A network of excitatory and inhibitory (EI) spiking neurons, operating in a regime where strong excitation and inhibition are dynamically balanced, has been a seminal model for explaining asynchronous and correlated spiking activities of cortical neurons. However, due to its strong EI synaptic interactions, training large-scale balanced spiking networks to perform tasks has posed significant challenges in developing training algorithm and trainable network architecture.

In this work, we demonstrate that, using a widely used recursive least squares algorithm, neurons in the balanced network can learn to generate arbitrary firing rate patterns. We show that modifying plastic synapses much sparser than the initial EI connections is sufficient to produce target activity patterns fluctuating around the spike threshold.

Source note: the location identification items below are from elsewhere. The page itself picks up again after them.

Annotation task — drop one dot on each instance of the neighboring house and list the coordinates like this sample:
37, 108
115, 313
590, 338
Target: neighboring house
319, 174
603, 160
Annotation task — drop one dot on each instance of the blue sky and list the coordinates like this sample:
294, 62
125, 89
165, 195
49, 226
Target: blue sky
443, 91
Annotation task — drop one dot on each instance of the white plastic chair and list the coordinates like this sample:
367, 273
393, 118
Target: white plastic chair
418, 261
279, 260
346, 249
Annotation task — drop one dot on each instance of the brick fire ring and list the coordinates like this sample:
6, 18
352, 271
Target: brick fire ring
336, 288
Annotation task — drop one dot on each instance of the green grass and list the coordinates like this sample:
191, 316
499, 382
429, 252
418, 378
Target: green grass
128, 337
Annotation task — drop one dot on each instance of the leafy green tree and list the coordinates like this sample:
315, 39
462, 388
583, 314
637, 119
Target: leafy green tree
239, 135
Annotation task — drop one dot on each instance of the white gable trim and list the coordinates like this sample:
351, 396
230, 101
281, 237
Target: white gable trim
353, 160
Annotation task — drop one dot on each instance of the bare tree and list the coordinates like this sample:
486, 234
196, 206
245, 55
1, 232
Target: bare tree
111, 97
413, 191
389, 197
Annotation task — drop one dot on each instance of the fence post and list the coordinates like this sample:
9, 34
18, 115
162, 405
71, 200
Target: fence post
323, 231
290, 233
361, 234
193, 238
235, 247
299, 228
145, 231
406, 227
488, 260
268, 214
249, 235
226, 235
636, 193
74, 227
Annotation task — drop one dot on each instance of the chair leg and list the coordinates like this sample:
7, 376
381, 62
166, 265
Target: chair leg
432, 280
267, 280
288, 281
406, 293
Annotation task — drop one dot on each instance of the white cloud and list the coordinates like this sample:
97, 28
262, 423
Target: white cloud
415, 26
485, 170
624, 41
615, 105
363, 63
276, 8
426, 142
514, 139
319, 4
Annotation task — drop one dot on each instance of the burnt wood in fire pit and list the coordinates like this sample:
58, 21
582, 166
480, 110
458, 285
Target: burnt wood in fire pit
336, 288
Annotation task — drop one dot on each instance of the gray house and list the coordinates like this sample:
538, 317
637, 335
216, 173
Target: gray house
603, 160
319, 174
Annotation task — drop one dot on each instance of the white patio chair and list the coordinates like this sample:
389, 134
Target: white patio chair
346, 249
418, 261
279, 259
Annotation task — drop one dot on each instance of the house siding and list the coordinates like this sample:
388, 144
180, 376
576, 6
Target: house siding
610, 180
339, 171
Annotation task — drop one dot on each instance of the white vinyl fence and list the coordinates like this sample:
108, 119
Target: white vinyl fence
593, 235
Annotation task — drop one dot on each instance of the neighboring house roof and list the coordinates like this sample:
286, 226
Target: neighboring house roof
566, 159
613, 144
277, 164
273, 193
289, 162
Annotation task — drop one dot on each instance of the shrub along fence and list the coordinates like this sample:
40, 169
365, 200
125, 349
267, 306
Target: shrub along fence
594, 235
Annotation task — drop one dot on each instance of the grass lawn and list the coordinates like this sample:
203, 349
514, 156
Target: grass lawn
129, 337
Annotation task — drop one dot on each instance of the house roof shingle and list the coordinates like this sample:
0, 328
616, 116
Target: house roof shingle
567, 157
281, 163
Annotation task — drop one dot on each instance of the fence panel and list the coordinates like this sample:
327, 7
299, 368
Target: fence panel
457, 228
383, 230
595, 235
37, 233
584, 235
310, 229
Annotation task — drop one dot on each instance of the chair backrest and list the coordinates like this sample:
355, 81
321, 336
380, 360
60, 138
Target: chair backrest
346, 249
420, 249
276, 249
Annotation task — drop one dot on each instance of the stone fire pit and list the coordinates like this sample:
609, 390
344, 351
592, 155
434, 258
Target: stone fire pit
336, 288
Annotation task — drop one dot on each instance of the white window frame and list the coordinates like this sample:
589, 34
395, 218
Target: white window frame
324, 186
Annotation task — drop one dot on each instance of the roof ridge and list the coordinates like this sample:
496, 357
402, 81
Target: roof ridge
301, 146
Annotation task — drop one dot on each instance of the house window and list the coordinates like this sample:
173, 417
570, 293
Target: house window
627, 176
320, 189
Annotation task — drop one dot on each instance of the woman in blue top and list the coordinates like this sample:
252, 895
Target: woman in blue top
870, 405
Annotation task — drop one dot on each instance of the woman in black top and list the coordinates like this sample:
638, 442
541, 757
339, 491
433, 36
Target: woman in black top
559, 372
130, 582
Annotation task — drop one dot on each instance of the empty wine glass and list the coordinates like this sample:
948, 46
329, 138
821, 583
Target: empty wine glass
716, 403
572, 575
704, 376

We apply this training scheme to train a subset of excitatory neurons in the balanced network to reproduce the spiking rate patterns of Pyramidal neurons recorded from motor cortex involved in memory-guided decision-making task. We find that inhibitory neurons in the balanced network, which are not trained, also generate firing rate patterns similar to the trained excitatory neurons, demonstrating that the activity learned in a subset of neurons can spread to the entire network. Moreover, the firing rate patterns of the untrained inhibitory neurons closely match the rate patterns of fast-spiking neurons in the motor cortex, held out from training dataset. This suggests that the strong EI connections, creating the balanced state and independent of the task, could be involved in spreading task-related activities across the cortical network. Analysis of optogenetic perturbation responses suggests that cortical network could operate in the balanced regime.

In sum, our work suggests that task-related activity observed in cortical regions during behavior can emerge from a subset of neurons with sparse synaptic reorganization and propagate to the rest of the network through the strong, task-independent synapses.